[30]ザ・ベンチャーズなど

2017年1月2日

団塊の世代はプレスリー世代とも言われるが、それよりちょっとあとの世代はビートルズ派とベンチャーズ派に分かれる。というより世の中の人間を二分して俺はベンチャーズ派だ、いや俺はビートルズがいい、というようなことを言っていたような気がする。

そういう人たちが年をとり、今の音楽業界を支えているといって過言ではない。その証拠に、TVやラジオから流れている曲たちのなんと懐かしいこと。つまり凄腕音楽プロデューサーの心に底に流れるものが今に具現されているのだ。

久しぶりに神田神保町~駿河台下を歩く。このあたりは黒澤楽器店や下倉楽器店など楽器屋が多く並び、一本奥に入ると質屋があって新品楽器は買えない貧乏学生には嬉しい街でもあった。

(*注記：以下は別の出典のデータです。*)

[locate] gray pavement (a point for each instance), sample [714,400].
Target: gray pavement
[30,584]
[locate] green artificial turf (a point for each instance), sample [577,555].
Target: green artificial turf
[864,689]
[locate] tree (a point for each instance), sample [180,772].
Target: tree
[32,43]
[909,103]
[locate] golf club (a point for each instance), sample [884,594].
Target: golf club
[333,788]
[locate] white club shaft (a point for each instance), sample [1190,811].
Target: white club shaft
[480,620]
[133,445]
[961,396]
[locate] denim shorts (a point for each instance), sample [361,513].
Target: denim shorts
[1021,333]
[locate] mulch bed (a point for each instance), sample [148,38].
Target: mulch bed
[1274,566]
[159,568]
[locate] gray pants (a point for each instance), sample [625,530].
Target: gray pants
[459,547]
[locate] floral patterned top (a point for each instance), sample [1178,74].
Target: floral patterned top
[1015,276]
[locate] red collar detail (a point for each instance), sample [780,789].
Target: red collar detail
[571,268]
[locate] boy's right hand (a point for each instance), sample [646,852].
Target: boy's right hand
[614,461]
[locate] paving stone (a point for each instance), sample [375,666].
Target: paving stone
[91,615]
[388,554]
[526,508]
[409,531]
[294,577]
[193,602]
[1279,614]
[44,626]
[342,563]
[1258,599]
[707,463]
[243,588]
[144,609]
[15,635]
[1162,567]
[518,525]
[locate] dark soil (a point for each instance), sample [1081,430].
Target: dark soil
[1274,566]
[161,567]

様子はだいぶ変わってはいたものの、楽器店はたくさんあって活気があるのが嬉しい。そこで、とある楽器店に入って尋ねた。「ベンチャーズやりたいんですけど」

じつはこういう問いがすごく多いのだという。ベンチャーズが流行っていた時期は小学生あるいは中学生で、エレキギターなど買えるわけが無い。仕方なく兄貴のぼろいクラシックギターやウクレレでお茶を濁していた世代が私たち。それがそろそろ定年を迎え、閑と金もできた。で、昔やりたかったベンチャーズに今こそ挑戦するというわけなのだ。

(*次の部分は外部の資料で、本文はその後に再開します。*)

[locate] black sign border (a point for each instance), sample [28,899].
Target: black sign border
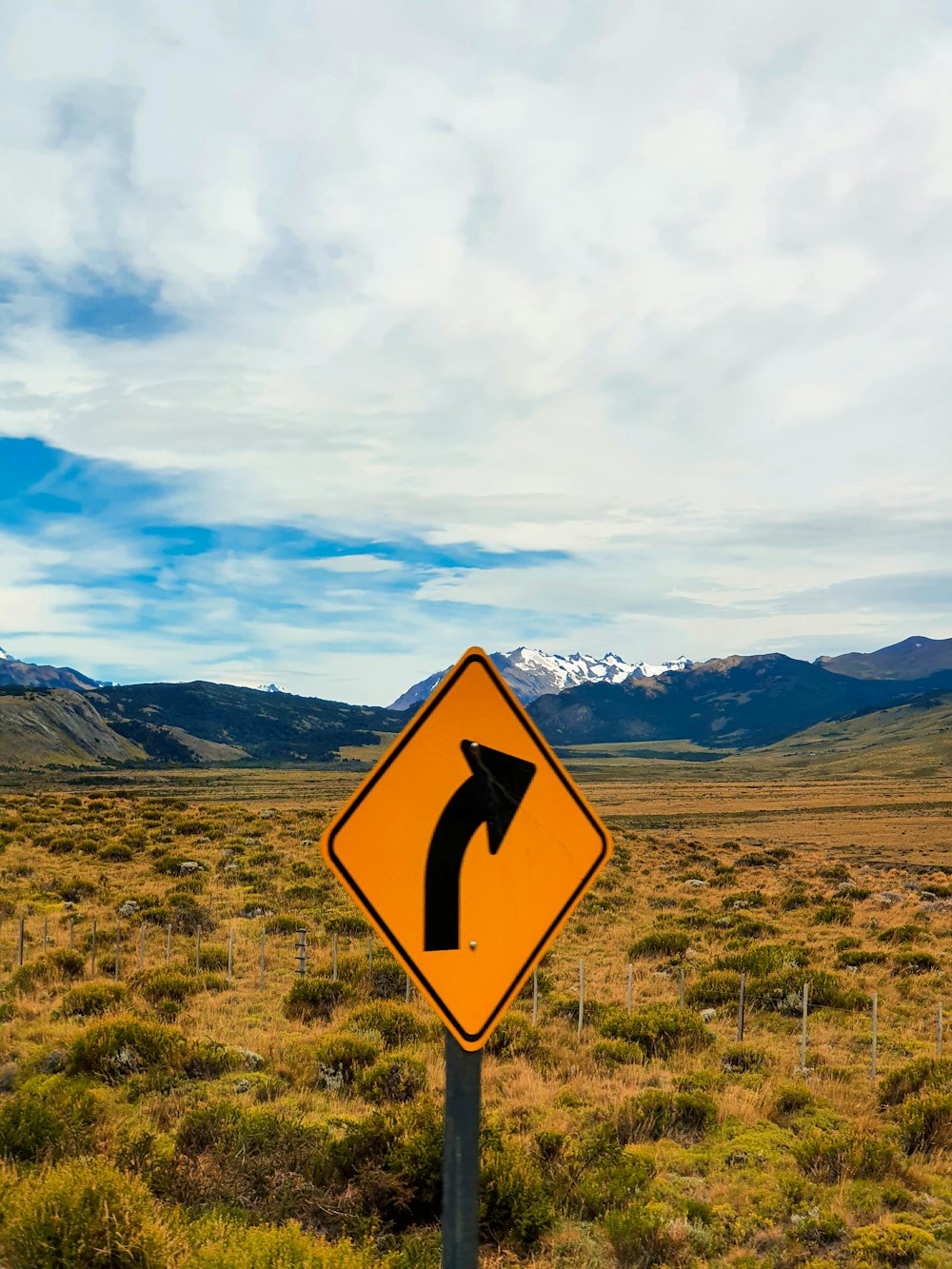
[384,766]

ベンチャーズといえばモズライト。モズライトとはエレキギターのメーカーだ。1960年には3万円もしたが、今でも同じ3万円くらいで買える。といっても3万円で買えるモズライトは日本製で通に言わせると偽物ともいわれる。本国のモズライトUSAはやはり30万円くらいはしてしまう。しかし僅か30万円で青春が取り戻せるなら安いもの。そんな理由でモズライトは結構売れているという。モズライトを買った年配のオジサンのやることは1つ。ベンチャーズしかないのである。

ビートルズは誕生以来どんどん変わっていった。変化しながらもその時々に全世界の若者支持されていた、その実力は驚嘆に値する。今でもビートルズは音楽界に影響を与え続けている。

一方でベンチャーズは変わらないことに支持を得た。40年経った今でもそのサウンドは変わらない。メンバーは亡くなったりもしたが、その息子が代わりを務めている。半世紀も続けばこれはもう伝統といって良いだろう。

変わっていくことが大事なこともある。しかし変える必要の無い良いものもある。オーディオで言う往年の名機。真空管のアンプ、スピーカー、アナログプレーヤーなど。これらはもはや伝統文化である。意識して守っていかなければならない。